"Y sucedió que, luego que los ángeles se apartaron de ellos hacia el cielo, los pastores se decían unos a otros: Vayamos hasta Belén y veamos este hecho que acaba de suceder y que el Señor nos ha manifestado. Y vinieron presurosos, y encontraron a María y a José y al niño reclinado en el pesebre" (Lc 2, 15-16).
«Verdaderamente aquellos pastores se apresuraron a ver con gozosa alegría aquello que habían escuchado y, por haber buscado con amor vibrante, de inmediato merecieron encontrar al Salvador a quien buscaban. Pero también con sus palabras y hechos mostraron con qué afán deben buscar a Cristo los pastores de ovejas dotadas de razón e incluso todos los fieles. Vayamos hasta Belén -dicen- y veamos este hecho que acaba de suceder.

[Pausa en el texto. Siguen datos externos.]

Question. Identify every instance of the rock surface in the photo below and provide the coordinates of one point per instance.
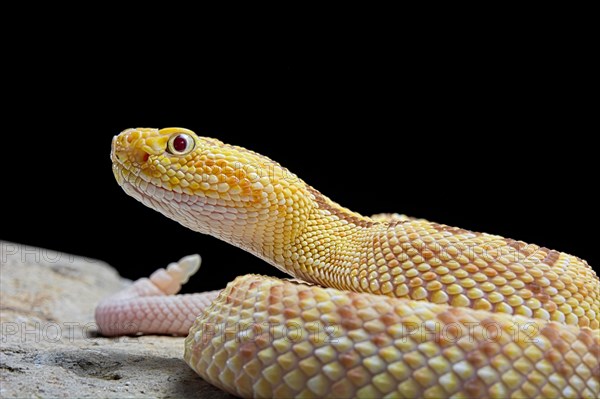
(49, 346)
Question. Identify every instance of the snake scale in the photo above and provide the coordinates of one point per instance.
(383, 306)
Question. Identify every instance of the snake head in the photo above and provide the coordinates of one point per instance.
(204, 184)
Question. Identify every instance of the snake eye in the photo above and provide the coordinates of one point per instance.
(180, 144)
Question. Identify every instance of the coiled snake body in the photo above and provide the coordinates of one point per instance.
(392, 306)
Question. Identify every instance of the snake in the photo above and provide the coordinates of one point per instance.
(384, 306)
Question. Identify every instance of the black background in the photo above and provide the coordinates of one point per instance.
(488, 135)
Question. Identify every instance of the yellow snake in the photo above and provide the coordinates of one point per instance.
(393, 306)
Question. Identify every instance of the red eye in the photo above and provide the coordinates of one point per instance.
(180, 144)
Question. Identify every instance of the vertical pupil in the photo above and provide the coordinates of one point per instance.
(180, 143)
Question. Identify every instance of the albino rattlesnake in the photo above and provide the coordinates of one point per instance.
(504, 318)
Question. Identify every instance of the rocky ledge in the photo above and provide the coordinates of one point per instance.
(49, 344)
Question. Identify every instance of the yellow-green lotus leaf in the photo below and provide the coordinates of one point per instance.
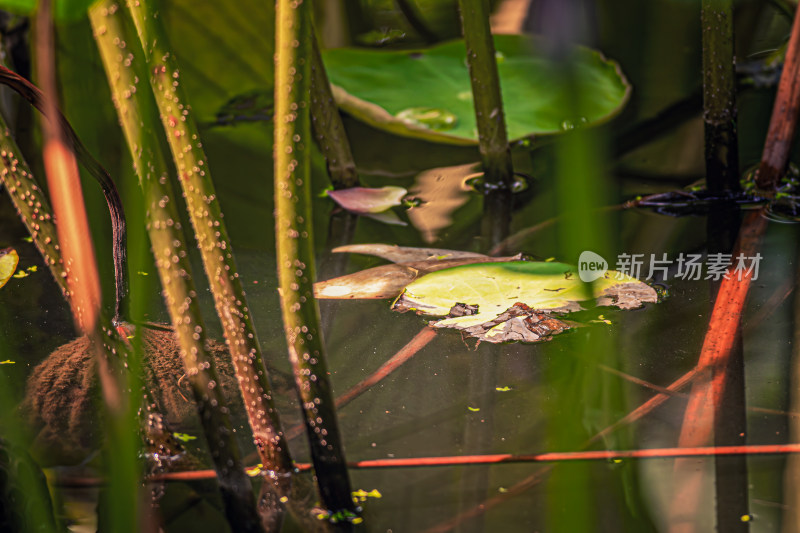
(484, 291)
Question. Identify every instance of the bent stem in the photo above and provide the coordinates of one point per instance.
(295, 247)
(328, 127)
(84, 293)
(492, 137)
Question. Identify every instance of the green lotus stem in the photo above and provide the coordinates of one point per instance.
(212, 237)
(719, 96)
(492, 138)
(328, 127)
(169, 247)
(295, 245)
(32, 205)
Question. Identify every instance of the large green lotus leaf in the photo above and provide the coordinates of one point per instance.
(426, 93)
(496, 287)
(62, 9)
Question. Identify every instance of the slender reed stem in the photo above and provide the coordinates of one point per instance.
(493, 141)
(169, 248)
(719, 96)
(295, 245)
(84, 290)
(212, 236)
(784, 116)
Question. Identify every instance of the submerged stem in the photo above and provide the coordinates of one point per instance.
(492, 137)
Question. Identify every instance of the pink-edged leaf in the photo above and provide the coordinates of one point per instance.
(364, 200)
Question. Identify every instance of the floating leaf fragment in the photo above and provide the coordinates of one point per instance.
(8, 264)
(360, 495)
(388, 281)
(431, 118)
(254, 470)
(514, 300)
(403, 254)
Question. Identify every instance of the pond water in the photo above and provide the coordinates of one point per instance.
(456, 398)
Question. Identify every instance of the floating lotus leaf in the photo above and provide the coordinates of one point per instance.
(8, 264)
(496, 301)
(427, 94)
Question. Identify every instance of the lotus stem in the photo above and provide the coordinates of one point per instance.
(784, 117)
(492, 137)
(32, 205)
(295, 246)
(328, 126)
(719, 96)
(169, 247)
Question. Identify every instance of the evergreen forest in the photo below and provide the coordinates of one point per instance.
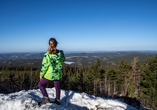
(130, 80)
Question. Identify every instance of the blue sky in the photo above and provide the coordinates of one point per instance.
(78, 25)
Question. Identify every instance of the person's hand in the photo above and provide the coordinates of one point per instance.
(41, 77)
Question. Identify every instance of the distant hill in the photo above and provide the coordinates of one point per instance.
(79, 59)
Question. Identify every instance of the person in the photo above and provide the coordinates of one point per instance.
(51, 70)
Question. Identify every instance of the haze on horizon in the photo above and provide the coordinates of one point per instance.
(78, 25)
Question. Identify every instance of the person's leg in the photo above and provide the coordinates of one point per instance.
(41, 85)
(57, 87)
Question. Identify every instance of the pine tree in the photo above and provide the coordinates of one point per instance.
(149, 83)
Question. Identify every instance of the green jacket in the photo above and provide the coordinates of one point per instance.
(51, 66)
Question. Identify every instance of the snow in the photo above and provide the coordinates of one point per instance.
(28, 100)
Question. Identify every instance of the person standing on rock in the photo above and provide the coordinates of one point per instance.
(51, 71)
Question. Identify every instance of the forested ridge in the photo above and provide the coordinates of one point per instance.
(130, 80)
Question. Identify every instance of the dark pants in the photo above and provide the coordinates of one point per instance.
(42, 84)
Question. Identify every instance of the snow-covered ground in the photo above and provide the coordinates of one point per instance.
(28, 100)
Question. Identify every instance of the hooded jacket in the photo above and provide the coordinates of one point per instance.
(51, 66)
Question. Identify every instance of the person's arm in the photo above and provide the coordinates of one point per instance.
(61, 56)
(44, 67)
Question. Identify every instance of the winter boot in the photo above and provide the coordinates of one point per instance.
(57, 101)
(45, 100)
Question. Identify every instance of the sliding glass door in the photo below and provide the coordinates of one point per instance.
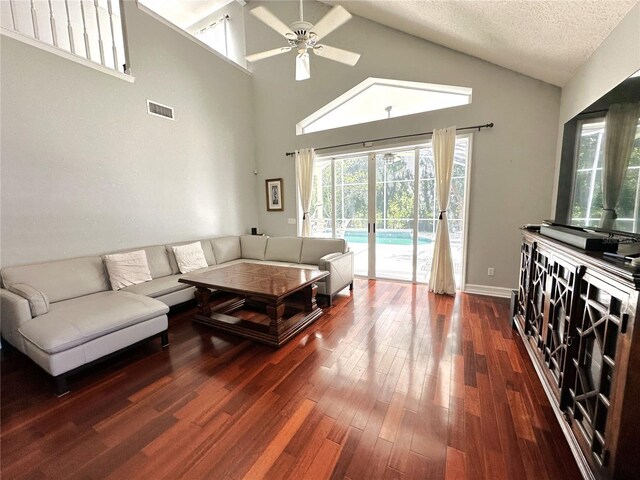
(394, 214)
(384, 204)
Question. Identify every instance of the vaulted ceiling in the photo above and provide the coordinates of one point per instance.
(545, 39)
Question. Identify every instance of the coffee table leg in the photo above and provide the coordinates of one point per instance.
(309, 295)
(202, 297)
(275, 311)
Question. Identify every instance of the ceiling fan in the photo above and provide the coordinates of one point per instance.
(303, 36)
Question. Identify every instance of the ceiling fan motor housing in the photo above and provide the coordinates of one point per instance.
(305, 37)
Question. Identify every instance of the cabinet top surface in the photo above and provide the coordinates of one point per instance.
(622, 270)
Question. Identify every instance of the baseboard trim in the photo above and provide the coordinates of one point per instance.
(488, 290)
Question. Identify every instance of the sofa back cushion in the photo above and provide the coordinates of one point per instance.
(283, 249)
(313, 249)
(126, 269)
(157, 259)
(63, 279)
(226, 248)
(206, 248)
(253, 246)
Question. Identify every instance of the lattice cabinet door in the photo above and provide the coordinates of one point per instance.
(523, 288)
(596, 356)
(562, 280)
(537, 297)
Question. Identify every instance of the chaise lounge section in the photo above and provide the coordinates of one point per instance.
(65, 314)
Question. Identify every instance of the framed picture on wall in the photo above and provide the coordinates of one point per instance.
(275, 201)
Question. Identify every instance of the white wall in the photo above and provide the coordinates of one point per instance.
(86, 170)
(513, 164)
(617, 58)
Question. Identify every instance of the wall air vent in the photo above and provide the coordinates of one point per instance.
(159, 110)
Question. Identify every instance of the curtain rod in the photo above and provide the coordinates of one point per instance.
(473, 127)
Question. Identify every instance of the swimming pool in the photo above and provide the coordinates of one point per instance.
(386, 237)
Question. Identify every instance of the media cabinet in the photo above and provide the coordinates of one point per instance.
(576, 313)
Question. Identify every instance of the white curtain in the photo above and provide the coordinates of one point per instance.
(441, 279)
(304, 179)
(620, 133)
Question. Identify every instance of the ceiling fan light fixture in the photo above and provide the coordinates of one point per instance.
(302, 36)
(303, 68)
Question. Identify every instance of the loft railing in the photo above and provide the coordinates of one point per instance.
(90, 29)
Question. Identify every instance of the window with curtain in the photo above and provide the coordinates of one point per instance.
(339, 206)
(587, 203)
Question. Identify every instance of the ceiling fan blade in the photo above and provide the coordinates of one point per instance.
(337, 16)
(266, 54)
(337, 54)
(303, 68)
(269, 19)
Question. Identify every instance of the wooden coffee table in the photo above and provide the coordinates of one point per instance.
(286, 294)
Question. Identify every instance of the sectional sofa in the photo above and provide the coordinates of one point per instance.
(65, 314)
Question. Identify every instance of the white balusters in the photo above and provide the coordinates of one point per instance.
(52, 20)
(95, 5)
(34, 21)
(113, 37)
(85, 34)
(13, 14)
(72, 46)
(78, 15)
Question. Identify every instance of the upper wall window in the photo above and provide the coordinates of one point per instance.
(378, 98)
(219, 24)
(89, 29)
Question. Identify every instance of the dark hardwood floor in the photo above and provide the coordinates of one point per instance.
(392, 382)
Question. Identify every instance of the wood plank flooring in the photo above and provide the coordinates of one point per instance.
(391, 383)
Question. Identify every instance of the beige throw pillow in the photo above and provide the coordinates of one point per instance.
(127, 269)
(189, 257)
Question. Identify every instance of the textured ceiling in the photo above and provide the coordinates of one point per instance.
(545, 39)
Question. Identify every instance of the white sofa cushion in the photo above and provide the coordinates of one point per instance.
(63, 279)
(38, 301)
(206, 248)
(283, 249)
(73, 322)
(253, 246)
(226, 248)
(127, 269)
(313, 249)
(189, 257)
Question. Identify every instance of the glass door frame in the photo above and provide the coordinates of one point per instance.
(371, 196)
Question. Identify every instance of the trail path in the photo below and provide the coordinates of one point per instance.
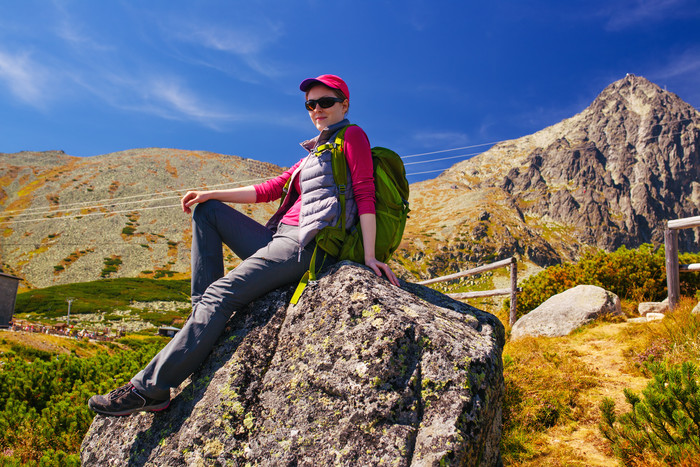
(601, 349)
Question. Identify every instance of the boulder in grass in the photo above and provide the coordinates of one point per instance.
(359, 372)
(567, 311)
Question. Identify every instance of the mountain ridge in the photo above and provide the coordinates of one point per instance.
(608, 176)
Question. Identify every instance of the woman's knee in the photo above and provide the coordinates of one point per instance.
(206, 209)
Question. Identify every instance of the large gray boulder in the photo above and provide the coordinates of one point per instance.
(358, 373)
(569, 310)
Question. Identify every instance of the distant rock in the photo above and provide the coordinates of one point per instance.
(567, 311)
(358, 373)
(644, 308)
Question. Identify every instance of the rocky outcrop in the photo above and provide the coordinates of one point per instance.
(358, 373)
(567, 311)
(609, 176)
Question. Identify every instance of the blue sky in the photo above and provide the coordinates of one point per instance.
(94, 77)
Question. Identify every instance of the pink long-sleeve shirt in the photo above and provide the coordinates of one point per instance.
(359, 158)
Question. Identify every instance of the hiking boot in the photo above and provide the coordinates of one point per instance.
(124, 401)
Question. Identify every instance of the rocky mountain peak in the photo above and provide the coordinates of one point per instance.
(609, 176)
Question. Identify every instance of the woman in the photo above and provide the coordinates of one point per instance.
(273, 255)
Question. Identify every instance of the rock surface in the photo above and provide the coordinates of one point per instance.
(569, 310)
(644, 308)
(358, 373)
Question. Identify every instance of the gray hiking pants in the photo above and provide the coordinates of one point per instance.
(270, 260)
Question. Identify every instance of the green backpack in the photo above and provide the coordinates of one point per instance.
(391, 193)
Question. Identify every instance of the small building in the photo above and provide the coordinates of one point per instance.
(167, 331)
(8, 297)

Vayamos también nosotros, hermanos queridísimos, con nuestro pensamiento hasta Belén, la ciudad de David, volvámosle a visitar con nuestro amor y celebremos su encarnación con los debidos honores. Vayamos, dejando de lado con todo el deseo de nuestro corazón las bajas concupiscencias de la carne, hasta el Belén celestial: esto es, hasta la «casa del pan» vivo en los cielos, no hecha por mano de hombre, sino eterna; y volvámosle a visitar, porque el Verbo que se hizo carne, ha ascendido hasta allí con su carne y está sentado a la derecha de Dios Padre. Sigámosle hasta allí con el vigor de nuestras virtudes y, con la solícita mortificación del alma y del cuerpo, procuremos merecer contemplar cómo reina en el trono de su Padre Aquel al que los pastores vieron, dando vagidos en un pesebre».
(San Beda, Homilías sobre los evangelios/I. Homilía VII, En la Navidad del Señor, Ciudad Nueva 2016, p. 142-142.).